Even though Schneider had dropped the requirement that a woman contact a private counselor, Carnahan said the bill was unacceptable because it involved government in a matter that the governor said was between a woman and her physician.

Schneider said he hoped election year politics would not stand in the way of writing legislation to give women an alternative to abortions.

"I hope the Senate can move past that and write a bill that says we know that when a woman is in that position... she's got a problem," Schneider said.

As a result of other legislative action Thursday, parents are a step closer to having their children's immunizations paid for by private insurance companies.

The House approved and sent to the governor legislation that would require insurance companies to reimburse parents for the cost of children's shots.

Opponents said that the problems with immunization should be addressed by health departments, not private doctors.

Immunizations are currently available free at county health departments.

The bill's sponsor, Rep. Scott Lakin, R-Kansas City, said that he thinks that the private sector should be more involved in getting children immunized.

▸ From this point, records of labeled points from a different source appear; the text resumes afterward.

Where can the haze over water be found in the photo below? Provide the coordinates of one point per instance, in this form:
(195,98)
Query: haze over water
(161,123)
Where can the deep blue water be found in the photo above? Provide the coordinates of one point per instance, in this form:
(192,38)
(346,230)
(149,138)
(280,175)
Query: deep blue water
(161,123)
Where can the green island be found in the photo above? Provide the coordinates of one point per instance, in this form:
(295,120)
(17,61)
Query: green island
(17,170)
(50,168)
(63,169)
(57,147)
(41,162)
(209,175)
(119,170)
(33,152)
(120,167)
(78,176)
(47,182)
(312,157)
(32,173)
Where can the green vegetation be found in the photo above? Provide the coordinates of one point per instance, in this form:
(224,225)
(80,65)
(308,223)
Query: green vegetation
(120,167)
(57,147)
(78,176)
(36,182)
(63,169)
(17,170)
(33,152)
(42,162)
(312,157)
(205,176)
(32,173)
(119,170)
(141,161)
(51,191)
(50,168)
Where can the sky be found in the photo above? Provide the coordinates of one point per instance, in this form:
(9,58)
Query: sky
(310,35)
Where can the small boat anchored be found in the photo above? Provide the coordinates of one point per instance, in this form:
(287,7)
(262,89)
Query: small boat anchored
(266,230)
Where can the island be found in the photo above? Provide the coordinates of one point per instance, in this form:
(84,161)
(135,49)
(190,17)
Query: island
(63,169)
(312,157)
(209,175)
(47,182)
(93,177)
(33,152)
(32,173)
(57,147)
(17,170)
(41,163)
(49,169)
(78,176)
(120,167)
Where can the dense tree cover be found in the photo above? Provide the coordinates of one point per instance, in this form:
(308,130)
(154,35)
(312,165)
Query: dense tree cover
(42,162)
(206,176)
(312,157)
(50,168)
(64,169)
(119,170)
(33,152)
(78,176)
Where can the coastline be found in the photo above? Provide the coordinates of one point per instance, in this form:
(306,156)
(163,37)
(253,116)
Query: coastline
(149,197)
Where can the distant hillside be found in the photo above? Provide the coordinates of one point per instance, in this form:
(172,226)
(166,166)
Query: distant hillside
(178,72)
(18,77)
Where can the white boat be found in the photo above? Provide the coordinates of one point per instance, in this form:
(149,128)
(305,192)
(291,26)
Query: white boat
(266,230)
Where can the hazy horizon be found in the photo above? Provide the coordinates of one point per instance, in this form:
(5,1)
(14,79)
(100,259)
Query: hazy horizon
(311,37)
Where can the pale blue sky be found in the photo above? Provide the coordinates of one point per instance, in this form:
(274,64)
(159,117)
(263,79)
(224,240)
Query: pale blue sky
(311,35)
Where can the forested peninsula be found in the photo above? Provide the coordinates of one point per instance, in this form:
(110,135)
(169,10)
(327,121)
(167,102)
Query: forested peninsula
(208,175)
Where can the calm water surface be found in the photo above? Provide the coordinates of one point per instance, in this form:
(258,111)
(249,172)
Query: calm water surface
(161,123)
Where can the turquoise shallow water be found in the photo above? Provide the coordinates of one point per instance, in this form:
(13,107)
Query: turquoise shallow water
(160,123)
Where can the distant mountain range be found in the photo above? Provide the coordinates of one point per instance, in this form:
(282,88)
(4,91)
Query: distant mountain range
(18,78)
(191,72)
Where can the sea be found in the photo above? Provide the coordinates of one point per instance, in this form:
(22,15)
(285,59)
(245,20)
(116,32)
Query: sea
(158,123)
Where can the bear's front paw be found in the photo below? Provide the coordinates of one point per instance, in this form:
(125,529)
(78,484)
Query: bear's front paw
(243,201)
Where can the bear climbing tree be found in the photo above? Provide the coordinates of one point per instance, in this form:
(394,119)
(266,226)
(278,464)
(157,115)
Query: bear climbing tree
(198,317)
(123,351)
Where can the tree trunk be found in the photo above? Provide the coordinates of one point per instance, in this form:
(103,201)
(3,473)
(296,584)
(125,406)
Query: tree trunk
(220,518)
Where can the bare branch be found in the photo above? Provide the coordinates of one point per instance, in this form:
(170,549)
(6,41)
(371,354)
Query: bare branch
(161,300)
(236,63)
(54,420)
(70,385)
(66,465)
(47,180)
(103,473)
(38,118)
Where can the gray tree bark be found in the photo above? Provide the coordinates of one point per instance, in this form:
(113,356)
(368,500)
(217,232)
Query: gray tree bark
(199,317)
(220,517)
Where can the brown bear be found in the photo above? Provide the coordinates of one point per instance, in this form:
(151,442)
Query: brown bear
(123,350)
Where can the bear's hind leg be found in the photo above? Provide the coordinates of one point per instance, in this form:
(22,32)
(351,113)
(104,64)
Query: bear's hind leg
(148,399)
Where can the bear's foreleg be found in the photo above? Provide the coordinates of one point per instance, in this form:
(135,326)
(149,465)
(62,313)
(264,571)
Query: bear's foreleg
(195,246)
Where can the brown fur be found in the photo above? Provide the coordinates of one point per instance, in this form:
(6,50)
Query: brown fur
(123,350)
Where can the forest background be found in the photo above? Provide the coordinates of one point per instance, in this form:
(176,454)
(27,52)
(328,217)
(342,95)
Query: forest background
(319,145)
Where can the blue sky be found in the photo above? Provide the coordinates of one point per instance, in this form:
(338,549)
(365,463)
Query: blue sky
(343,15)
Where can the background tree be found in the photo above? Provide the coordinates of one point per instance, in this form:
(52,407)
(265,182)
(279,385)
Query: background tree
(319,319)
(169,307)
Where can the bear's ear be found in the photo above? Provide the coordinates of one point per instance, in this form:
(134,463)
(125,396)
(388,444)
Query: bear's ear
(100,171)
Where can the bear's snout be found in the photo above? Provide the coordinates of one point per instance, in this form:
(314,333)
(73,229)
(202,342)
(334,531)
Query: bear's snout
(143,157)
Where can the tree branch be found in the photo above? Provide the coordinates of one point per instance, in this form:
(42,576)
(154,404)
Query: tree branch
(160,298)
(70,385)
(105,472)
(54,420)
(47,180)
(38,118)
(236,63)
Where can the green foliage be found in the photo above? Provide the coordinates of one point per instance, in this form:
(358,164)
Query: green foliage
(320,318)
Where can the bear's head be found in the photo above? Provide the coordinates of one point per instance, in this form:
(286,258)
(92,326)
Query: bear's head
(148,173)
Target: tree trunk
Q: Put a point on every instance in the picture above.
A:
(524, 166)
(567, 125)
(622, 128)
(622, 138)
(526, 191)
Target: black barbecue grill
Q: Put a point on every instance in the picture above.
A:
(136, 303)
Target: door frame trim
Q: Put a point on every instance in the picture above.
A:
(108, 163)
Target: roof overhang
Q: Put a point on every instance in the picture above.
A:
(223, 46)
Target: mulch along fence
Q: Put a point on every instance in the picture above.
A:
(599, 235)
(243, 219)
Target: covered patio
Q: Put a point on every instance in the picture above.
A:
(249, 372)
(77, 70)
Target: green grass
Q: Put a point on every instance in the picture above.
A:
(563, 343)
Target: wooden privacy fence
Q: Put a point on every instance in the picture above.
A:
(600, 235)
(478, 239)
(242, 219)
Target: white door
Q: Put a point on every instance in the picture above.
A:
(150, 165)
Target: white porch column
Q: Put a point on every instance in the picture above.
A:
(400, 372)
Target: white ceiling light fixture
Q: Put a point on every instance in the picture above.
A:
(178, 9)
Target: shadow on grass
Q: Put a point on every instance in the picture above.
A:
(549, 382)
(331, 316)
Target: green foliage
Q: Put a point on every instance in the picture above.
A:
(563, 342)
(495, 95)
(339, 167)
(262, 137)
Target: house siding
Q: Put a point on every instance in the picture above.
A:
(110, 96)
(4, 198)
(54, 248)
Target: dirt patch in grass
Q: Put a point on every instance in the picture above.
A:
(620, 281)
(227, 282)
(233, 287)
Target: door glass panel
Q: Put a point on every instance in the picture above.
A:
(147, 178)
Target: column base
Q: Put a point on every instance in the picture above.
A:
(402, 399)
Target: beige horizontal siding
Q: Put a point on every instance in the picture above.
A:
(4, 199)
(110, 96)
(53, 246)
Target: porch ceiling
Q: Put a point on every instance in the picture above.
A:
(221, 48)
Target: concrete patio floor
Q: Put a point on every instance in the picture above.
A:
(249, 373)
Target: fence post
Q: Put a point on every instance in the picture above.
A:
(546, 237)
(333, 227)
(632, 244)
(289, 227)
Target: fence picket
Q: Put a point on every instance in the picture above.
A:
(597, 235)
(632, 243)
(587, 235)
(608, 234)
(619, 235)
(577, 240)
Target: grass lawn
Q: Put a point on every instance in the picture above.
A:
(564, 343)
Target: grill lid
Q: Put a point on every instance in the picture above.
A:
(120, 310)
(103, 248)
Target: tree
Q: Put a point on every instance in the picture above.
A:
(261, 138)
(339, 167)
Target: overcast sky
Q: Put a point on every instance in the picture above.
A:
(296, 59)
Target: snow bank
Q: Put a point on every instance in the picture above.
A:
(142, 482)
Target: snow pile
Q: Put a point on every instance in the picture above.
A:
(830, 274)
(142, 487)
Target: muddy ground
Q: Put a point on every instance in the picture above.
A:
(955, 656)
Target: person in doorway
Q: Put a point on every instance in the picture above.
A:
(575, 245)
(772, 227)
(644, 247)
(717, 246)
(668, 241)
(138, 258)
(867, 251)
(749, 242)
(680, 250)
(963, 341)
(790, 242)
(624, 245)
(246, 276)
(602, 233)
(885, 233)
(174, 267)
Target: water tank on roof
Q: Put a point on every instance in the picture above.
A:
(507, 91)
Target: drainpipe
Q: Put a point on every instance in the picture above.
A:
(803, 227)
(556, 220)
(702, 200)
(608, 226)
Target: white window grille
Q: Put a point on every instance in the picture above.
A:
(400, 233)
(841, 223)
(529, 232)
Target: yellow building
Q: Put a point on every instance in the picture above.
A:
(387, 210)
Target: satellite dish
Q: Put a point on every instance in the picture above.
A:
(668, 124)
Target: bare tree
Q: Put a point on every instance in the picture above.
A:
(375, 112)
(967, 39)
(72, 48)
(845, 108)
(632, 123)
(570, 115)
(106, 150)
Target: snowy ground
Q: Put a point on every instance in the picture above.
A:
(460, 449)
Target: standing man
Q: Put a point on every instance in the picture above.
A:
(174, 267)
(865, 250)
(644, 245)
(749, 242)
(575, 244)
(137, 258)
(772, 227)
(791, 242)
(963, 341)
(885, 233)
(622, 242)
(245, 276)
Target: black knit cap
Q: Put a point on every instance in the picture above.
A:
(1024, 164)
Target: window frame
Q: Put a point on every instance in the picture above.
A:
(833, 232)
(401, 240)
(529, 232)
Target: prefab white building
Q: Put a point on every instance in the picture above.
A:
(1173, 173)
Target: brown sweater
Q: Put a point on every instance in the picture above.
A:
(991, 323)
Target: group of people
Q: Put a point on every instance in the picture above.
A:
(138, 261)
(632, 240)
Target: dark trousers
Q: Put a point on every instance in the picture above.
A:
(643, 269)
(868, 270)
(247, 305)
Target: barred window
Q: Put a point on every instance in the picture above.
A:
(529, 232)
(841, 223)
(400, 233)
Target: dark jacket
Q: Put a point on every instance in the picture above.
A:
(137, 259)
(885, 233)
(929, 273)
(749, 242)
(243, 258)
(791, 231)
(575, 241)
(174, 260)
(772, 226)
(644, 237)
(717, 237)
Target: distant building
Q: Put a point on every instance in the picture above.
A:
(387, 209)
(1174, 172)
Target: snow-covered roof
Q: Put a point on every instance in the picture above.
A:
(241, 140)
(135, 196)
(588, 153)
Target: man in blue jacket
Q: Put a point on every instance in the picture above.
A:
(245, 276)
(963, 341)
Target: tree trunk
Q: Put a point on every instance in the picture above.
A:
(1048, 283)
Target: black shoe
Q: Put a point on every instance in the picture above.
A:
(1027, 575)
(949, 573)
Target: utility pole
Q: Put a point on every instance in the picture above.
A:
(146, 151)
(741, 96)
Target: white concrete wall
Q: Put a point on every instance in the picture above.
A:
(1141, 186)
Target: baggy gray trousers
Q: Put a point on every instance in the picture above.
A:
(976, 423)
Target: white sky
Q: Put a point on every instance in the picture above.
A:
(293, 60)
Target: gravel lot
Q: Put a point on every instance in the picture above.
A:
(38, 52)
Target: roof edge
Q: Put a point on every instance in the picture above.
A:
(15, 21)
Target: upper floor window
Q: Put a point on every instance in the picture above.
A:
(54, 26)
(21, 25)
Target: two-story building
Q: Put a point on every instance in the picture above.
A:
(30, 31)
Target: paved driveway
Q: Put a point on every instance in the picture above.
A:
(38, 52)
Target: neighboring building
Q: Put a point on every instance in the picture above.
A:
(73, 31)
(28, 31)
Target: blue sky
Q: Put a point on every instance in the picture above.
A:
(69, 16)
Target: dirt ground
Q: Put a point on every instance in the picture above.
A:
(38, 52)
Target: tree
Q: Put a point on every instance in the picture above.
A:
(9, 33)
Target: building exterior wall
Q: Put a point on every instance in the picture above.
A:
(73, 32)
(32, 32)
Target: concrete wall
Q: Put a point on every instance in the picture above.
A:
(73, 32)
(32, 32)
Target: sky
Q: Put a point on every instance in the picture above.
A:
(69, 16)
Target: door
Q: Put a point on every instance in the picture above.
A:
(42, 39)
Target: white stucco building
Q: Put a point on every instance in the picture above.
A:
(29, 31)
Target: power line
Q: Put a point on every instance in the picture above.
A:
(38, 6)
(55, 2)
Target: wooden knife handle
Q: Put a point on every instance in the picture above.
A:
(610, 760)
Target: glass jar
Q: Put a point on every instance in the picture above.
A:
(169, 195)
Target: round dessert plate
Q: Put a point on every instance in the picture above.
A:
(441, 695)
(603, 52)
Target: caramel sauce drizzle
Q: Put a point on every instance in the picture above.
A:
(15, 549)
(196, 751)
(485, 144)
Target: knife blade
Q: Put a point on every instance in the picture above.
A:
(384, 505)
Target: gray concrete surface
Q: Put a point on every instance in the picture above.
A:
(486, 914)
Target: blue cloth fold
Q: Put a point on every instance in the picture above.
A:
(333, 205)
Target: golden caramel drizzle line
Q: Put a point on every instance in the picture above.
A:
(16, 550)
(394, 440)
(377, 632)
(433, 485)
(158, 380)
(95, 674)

"If the public sector is doing so well, why are we (Missouri) 49th out of 50? We're missing a lot of kids because parents are not getting them to a public health facility."

Rep. Bubs Hohulin, R-Lamar, said the legislation would encourage "laziness."

"With this bill you are putting one more brick with what is wrong with health care today, by taking competitive forces out of the market. There will be no more incentive to shop around, and the rest of us will pay for it with increased premiums," he said.

Rep. Gary Marble, R-Neosho, agreed with Hohulin's objections and said that this legislation approaches the problem from the wrong angle.

"This is a big step in the wrong direction," he said. "What's the incentive to go to the health department."

Opponents said that public health departments could give immunizations at a lower cost than private facilities because they purchase the medicines at a bulk rate.

Lakin responded by saying that the importance of immunizations needs to be elevated, and not all health departments consider it a priority.

In other legislative business, the House also gave final approval to the 2% cut in the state sales tax rate on food items. The bill, sponsored by Rep. Ken Jacob, D-Columbia has been widely debated in the past couple of weeks, but was passed unanimously Thursday afternoon right as the House finished for the week.